The House Select Committee investigating the January 6 Capitol attack showed on Monday how former President Donald Trump still pushed ahead with his false election fraud claims, despite being repeatedly told he had fairly lost to President Joe Biden.

During the second day of live televised hearings, the panel detailing the events which led up to the insurrection at the Capitol showed in live and recorded testimony how Trump stubbornly refused to concede that he did not in fact beat Biden in 2020.

Instead of admitting defeat, Trump instead went on to push even more outlandish claims—including that Dominion voting machines were rigged in favor of Biden despite no evidence to back this up—as well as pin his hopes on dozens of court cases that were virtually all thrown out.

After weeks of ignoring advice from his campaign advisers, top government officials and even his own family members, Trump's insistence that the so-called "Big Lie" was the truth resulted in a mob of his supporters storming the Capitol on January 6, 2021, in an attempt to stop Congress certifying the election results in favor of Biden.

trump head jan 6
Donald Trump speaks during the American Freedom Tour at the Austin Convention Center on May 14, 2022 in Austin, Texas.

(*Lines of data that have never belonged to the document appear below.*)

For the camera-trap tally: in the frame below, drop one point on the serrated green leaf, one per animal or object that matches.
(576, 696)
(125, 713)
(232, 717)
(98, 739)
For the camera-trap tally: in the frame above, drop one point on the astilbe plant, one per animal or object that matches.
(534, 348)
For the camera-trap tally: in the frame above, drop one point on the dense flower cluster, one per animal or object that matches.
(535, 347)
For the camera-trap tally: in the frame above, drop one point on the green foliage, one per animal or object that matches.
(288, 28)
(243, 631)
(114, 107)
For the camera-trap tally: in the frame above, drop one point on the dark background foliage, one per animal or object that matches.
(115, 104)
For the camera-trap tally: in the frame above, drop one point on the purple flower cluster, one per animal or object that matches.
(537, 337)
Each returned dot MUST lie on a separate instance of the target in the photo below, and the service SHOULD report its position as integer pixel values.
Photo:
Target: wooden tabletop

Brandon Bell/Getty Images

"The January 6 committee has done a good job 'getting inside Trump's head' and showing the American people that Trump knew that his election fraud claims were bogus," Neama Rahmani, former federal prosecutor and president of West Coast Trial Lawyers, told Newsweek.

"The witnesses who testified have generally fallen into two categories: those who talked about what they said to Trump and those who testified about how the riots and voter fraud claims affected them.

"The statements made to Trump are important to show his state of mind in the days and weeks after the election."

The committee showed recorded testimony from former Trump campaign manager Bill Stepien, who was due to appear at Monday's hearing in person but pulled out after his wife went into labor.

One of the key moments from Monday's hearing was when Stepien described how Trump chose not to believe "Team Normal"—who were telling the then-president not to declare himself the winner on election night in November 2020 because they had to wait until early and mail-in ballots were counted.

Instead, Trump chose to listen to "Team Crazy," which consisted of his "apparently inebriated" attorney, Rudy Giuliani, who advised the then-president to prematurely and falsely declare he had already won the election.

William Barr, the former U.S. attorney general who quit in December 2020 after refusing to support Trump's voter fraud claims, also described how Trump had become "detached from reality" and showed no interest in hearing the truth about the election.

"Before the election, it was sometimes possible to talk sense to the president," Barr said in videotaped testimony played Monday.

"But I felt that after the election, he didn't seem to be listening. There was never an indication of interest in what the actual facts were."

Barr also claimed that he had asked some of Trump's closest allies in the weeks after the election, who also expressed some sort of concern.

Recorded testimony revealed Barr said after a meeting with Trump in November 2020, that he asked then-White House Chief of Staff Mark Meadows and Trump's son-in-law Jared Kushner: "How long is he going to carry on with this stolen election stuff?"

Barr told the panel that Meadows assured him that Trump "knows there's a limit to how far he can take this" and will soon stop pushing the unsubstantiated claims.

Kushner was said to have replied, "We're working on this," according to Barr.

Kushner is married to the former president's eldest daughter, Ivanka Trump, another key member of Trump's inner circle who pushed back on the election fraud claims. During Thursday's opening hearing, a brief was played from Ivanka Trump's testimony in which she said she "accepted" Barr and the Department of Justice's stance that there was no evidence of voter fraud.

Despite Meadows' assurance that Trump would soon stop pushing the false elections claims, the former president still continued to do so more than 18 months later, including a 12-page tirade issued in the wake of the hearings.

The panel also claimed that one of the reasons that Trump insistently kept on pushing the false election fraud claims was so he could obtain donations from his irate supporters.

In her opening statement, Rep. Zoe Lofgren, a California Democrat and panel member, said supporters gave millions of dollars to Trump's team on the assumption it would be used to cover legal costs fighting the false election fraud claims in the courts.

"But the Trump Campaign didn't use the money for that. The 'Big Lie' was also a big-rip off," Lofgren said.